The museum sits on the wharf, with a view of the harbor and, that morning at least, a cool breeze off the water. As for the museum itself, well, this is not the Ford Museum. The Volvo Museum is a decent size, but easy to cover in some detail in a few hours. It does have the one thing the Ford Museum lacks, though: amidst Ford's sprawling jumble of Americana, there is no coherent history of the company itself. The Volvo museum starts from the beginning, moving from the desk of the founders to the very first model produced, and then going on to a nice collection of cars organised by decade, mostly displayed in little scenes reminiscent of the times (a street scene from the 30s, a gas station from the 50s, a soulless display room from the 80s… you get the picture). There was also a nice collection of concept cars, and some coverage of Volvo's tractor and truck divisions.

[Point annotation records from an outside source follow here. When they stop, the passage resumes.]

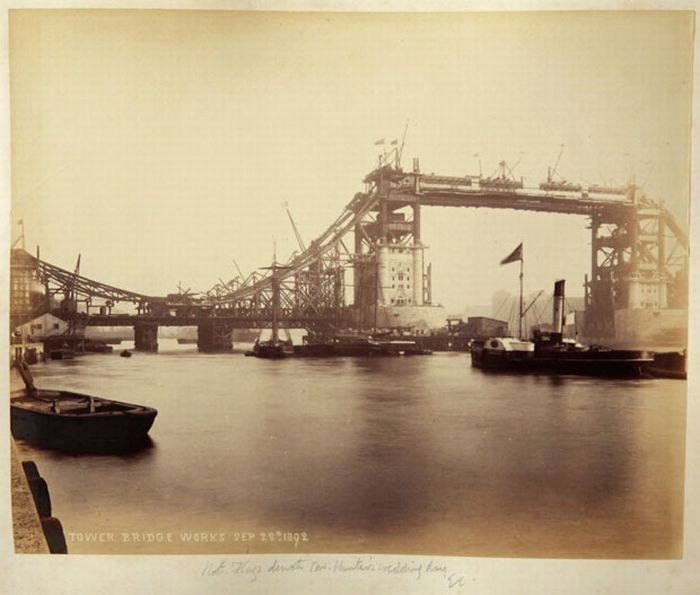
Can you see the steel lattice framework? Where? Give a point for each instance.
(635, 242)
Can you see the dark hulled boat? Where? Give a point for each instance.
(550, 353)
(553, 356)
(77, 423)
(272, 349)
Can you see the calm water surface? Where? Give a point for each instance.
(404, 455)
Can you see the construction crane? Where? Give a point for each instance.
(302, 246)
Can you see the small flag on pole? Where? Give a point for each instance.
(515, 255)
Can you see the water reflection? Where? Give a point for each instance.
(388, 454)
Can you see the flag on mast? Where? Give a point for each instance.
(515, 255)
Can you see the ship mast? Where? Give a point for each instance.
(520, 318)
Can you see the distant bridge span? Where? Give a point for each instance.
(631, 261)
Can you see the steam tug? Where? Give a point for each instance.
(549, 352)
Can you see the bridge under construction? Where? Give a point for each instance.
(639, 261)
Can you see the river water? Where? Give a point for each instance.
(415, 455)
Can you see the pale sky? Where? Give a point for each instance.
(162, 144)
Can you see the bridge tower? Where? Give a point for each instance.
(389, 270)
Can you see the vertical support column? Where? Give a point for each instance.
(146, 336)
(416, 221)
(383, 277)
(634, 286)
(357, 268)
(661, 262)
(418, 281)
(214, 337)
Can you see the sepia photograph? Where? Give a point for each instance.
(332, 287)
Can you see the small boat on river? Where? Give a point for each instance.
(75, 422)
(549, 352)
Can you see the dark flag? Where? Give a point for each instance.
(515, 255)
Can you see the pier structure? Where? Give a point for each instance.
(639, 264)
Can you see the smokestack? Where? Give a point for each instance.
(558, 306)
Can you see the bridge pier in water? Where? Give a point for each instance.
(214, 337)
(146, 337)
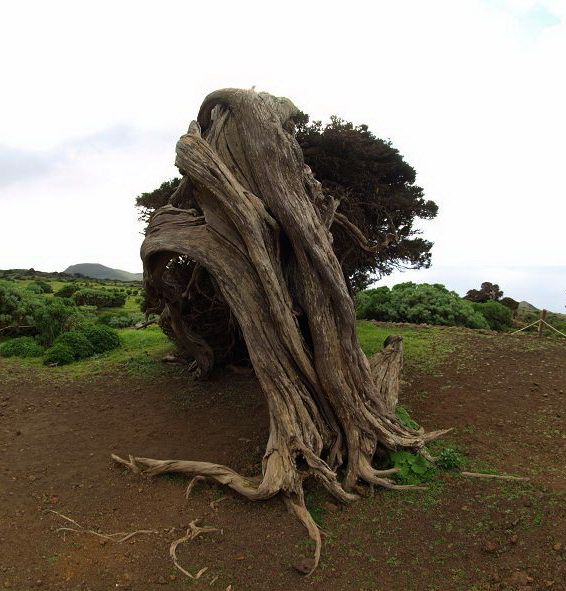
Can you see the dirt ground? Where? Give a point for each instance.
(505, 396)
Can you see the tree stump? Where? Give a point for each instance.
(244, 247)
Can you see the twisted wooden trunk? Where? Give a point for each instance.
(249, 224)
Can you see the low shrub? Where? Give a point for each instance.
(66, 291)
(77, 342)
(413, 468)
(101, 337)
(101, 298)
(418, 303)
(121, 319)
(450, 458)
(39, 287)
(59, 354)
(21, 347)
(53, 318)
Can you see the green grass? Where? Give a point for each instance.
(140, 354)
(425, 348)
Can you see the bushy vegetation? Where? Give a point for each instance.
(121, 319)
(100, 298)
(16, 309)
(39, 287)
(77, 342)
(53, 318)
(59, 354)
(101, 337)
(67, 291)
(21, 347)
(423, 303)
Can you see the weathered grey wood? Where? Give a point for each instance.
(250, 214)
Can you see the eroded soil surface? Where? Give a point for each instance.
(505, 396)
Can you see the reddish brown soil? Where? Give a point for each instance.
(505, 397)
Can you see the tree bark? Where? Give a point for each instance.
(251, 215)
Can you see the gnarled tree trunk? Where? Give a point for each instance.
(249, 226)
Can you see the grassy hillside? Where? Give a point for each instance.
(97, 271)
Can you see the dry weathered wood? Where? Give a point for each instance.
(250, 226)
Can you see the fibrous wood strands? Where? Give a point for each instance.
(249, 228)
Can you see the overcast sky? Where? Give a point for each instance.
(472, 93)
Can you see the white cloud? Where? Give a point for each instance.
(473, 101)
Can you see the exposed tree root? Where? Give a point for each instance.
(494, 476)
(243, 254)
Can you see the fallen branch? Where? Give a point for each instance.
(495, 476)
(192, 532)
(112, 537)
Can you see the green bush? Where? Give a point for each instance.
(121, 319)
(413, 468)
(66, 291)
(16, 308)
(101, 337)
(450, 458)
(498, 316)
(59, 354)
(77, 342)
(53, 318)
(418, 303)
(101, 298)
(39, 287)
(21, 347)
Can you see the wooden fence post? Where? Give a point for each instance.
(541, 322)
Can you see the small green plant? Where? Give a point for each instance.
(450, 458)
(21, 347)
(59, 354)
(77, 342)
(404, 417)
(101, 337)
(414, 469)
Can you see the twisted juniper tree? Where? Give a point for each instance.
(241, 259)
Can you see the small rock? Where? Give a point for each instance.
(489, 547)
(519, 578)
(305, 566)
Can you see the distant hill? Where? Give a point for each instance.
(96, 271)
(526, 306)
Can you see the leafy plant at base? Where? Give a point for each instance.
(450, 458)
(21, 347)
(101, 337)
(414, 468)
(77, 342)
(59, 354)
(404, 417)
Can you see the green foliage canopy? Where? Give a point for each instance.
(376, 190)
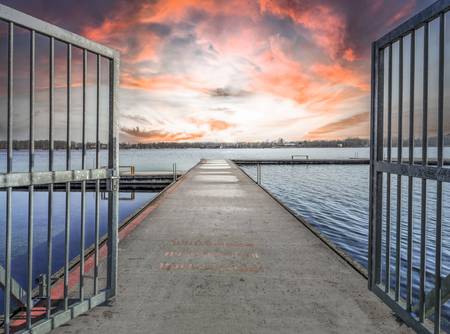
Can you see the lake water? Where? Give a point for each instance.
(334, 199)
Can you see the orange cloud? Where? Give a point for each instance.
(404, 11)
(345, 126)
(160, 136)
(213, 124)
(337, 74)
(326, 26)
(218, 125)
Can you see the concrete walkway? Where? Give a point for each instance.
(219, 255)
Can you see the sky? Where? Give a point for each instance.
(236, 70)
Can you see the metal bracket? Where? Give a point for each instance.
(113, 183)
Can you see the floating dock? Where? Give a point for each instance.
(302, 162)
(215, 253)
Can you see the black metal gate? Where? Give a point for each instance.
(410, 135)
(69, 56)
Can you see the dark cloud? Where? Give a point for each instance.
(228, 92)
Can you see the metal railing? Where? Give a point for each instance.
(405, 261)
(301, 156)
(47, 312)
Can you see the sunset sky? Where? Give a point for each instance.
(236, 70)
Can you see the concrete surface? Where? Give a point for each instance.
(219, 255)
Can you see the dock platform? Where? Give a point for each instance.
(217, 254)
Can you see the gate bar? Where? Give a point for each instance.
(50, 186)
(440, 140)
(398, 258)
(68, 165)
(388, 189)
(7, 297)
(423, 234)
(31, 187)
(410, 178)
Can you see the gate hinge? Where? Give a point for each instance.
(113, 184)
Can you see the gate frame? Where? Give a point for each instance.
(408, 168)
(10, 179)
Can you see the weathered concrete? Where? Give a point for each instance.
(219, 255)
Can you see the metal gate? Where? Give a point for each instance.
(62, 293)
(409, 197)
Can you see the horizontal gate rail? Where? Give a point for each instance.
(106, 63)
(406, 238)
(43, 178)
(29, 22)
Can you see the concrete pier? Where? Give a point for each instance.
(219, 255)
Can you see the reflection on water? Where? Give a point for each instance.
(127, 207)
(334, 199)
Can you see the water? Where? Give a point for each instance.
(20, 228)
(334, 199)
(162, 159)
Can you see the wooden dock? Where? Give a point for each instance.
(217, 254)
(302, 161)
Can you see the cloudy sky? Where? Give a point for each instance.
(236, 70)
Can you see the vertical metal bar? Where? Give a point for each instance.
(68, 165)
(83, 184)
(50, 187)
(174, 170)
(97, 182)
(113, 164)
(372, 162)
(379, 156)
(7, 291)
(398, 235)
(410, 179)
(388, 186)
(440, 142)
(30, 188)
(423, 227)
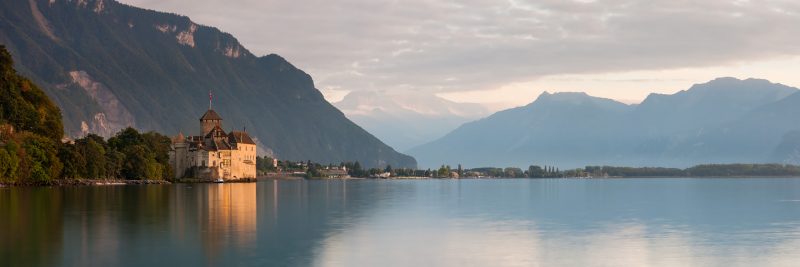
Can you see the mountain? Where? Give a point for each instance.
(723, 121)
(405, 120)
(109, 65)
(23, 105)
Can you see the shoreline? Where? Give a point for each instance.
(117, 182)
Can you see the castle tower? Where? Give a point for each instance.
(210, 120)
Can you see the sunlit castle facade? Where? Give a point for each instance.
(214, 154)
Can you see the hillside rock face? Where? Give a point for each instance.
(723, 121)
(109, 66)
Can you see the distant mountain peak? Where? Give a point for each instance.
(574, 99)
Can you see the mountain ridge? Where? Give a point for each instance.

I was, by the way, the only non-staff person in the museum who was not speaking German. Sweden is a popular tourist destination for Germans, and Göteborg (being just a 30 minute ferry ride from the continent) has Germans aplenty in the summer, but even so this seemed like a high concentration. A few of them seemed to be Volvo groupies, all decked out in Volvo t-shirts and hoodies. It takes all sorts, I suppose.